Being away from family and friends is one of the most common causes of depression among expatriates. In a study by Dr Mitesh Patel of Aetna, 42.8% of expats surveyed cited the loss of a support network as a major stressor. But it is not the only one. A change in diet, varying degrees of weather, the inability to speak the native language and adjusting to different working relationships can all affect an individual's emotional well-being.

Preparing for change before departure

In order to avoid disappointment, you can start by preparing for all the changes before your departure. Having a visa adapted to your project not only allows you to enter a country, it is also the best way to be free to move around and to be able to work without fearing the authorities or crooked employers. Another administrative concern not to be taken lightly: health insurance. Having international health insurance means that you don't have to stress about the slightest health problem and that you don't let physical problems set in that can affect your mental health in the long term.

You can also start by travelling as a tourist in the country you want to move to in order to build up a network, start looking for work, learn the language, etc. Knowing your host country also helps to avoid culture shock. Reading books about expats and life abroad, travel guides and discussing with other expats on specialised forums or Facebook groups also helps to know what you are getting into. Stress and uncertainty are inevitable in expatriation, but you can always limit the damage by having a realistic vision of what you will find in your new country.

Being supported abroad

When things don't go as well as planned, some expats don't talk about it out of shame or denial. Travelling and living abroad is seen as an opportunity, so why complain? This discrepancy between reality and what was expected from the adventure only reinforces the vulnerability of expatriates who face problems in their host country. For example, some people think that they have to accept everything from their employer, because they are not at home, even if it means coming out a little battered and bruised. However, talking to other people about the reality of what you are going through is essential to take a step back and relax.

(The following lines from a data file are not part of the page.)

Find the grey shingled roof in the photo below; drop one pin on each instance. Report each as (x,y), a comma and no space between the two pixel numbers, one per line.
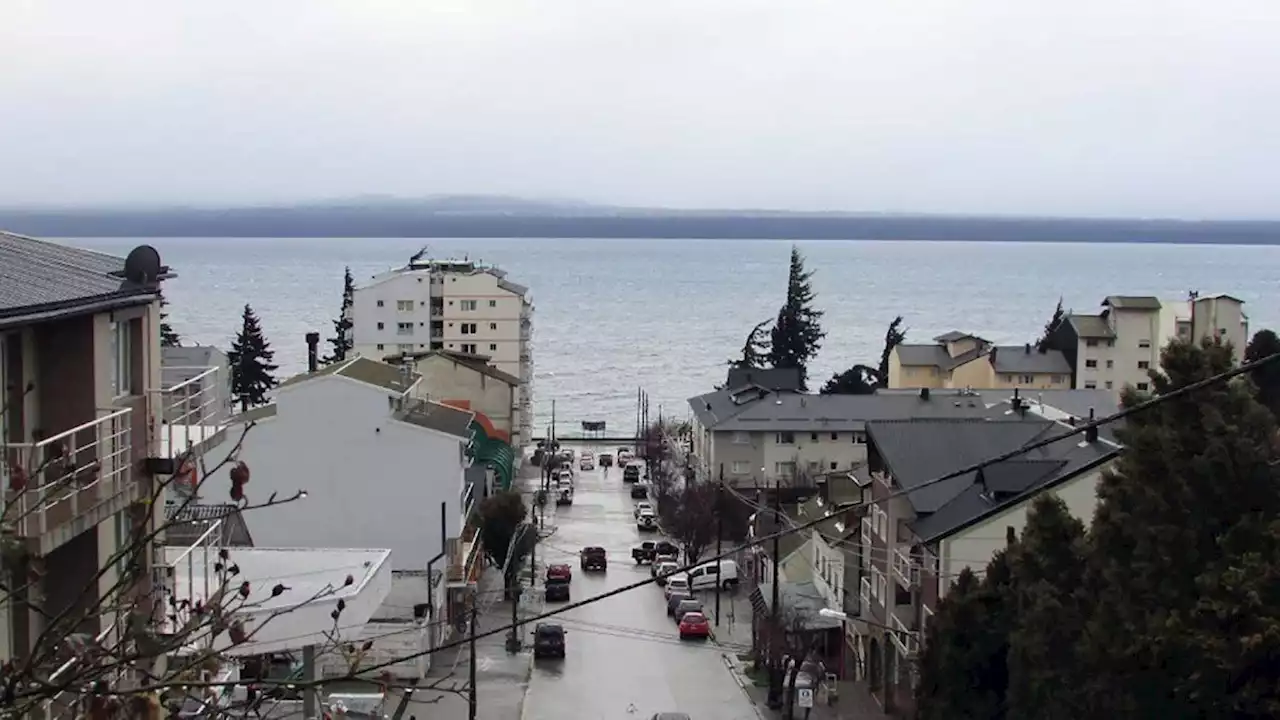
(819,413)
(1091,326)
(1019,360)
(40,277)
(1132,301)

But in order to talk, you need to have attentive ears around. A good thing to do, when you arrive in a new country, is to get in touch with groups of expatriates already present in the country. Of course, this is not the best way to learn the local language, but it allows you to talk to people who have already been there. Taking part in a sport or cultural activity in a group is also a good way to meet people and make friends. Fighting loneliness is one of the secrets to psychological health when you are an expatriate.

Do you need therapy during your life abroad?

More and more psychologists are specialising in the follow-up of expatriates. With Skype, WhatsApp and telemedicine, talking to a mental health professional has become much easier. Even if you live in a country where psychologists are not common, you will always find a sympathetic ear on the internet. For example, you can visit the Eutelmed website or the Psy-Expat network. You can even book a professional on telemedicine platforms (psychiatrists and psychologists can sometimes be covered by your international health insurance).

If you are having suicidal thoughts or are completely overwhelmed by your situation, there may be a helpline in your host country. This is the case, for example, in the USA, England, Japan or Italy. You can also contact your embassy, as some of them have psychologists in their network. In any case, you can certainly be referred to a doctor or to associations. In order to take care of your mental health abroad, you must not be afraid to go to others and talk about what you are experiencing.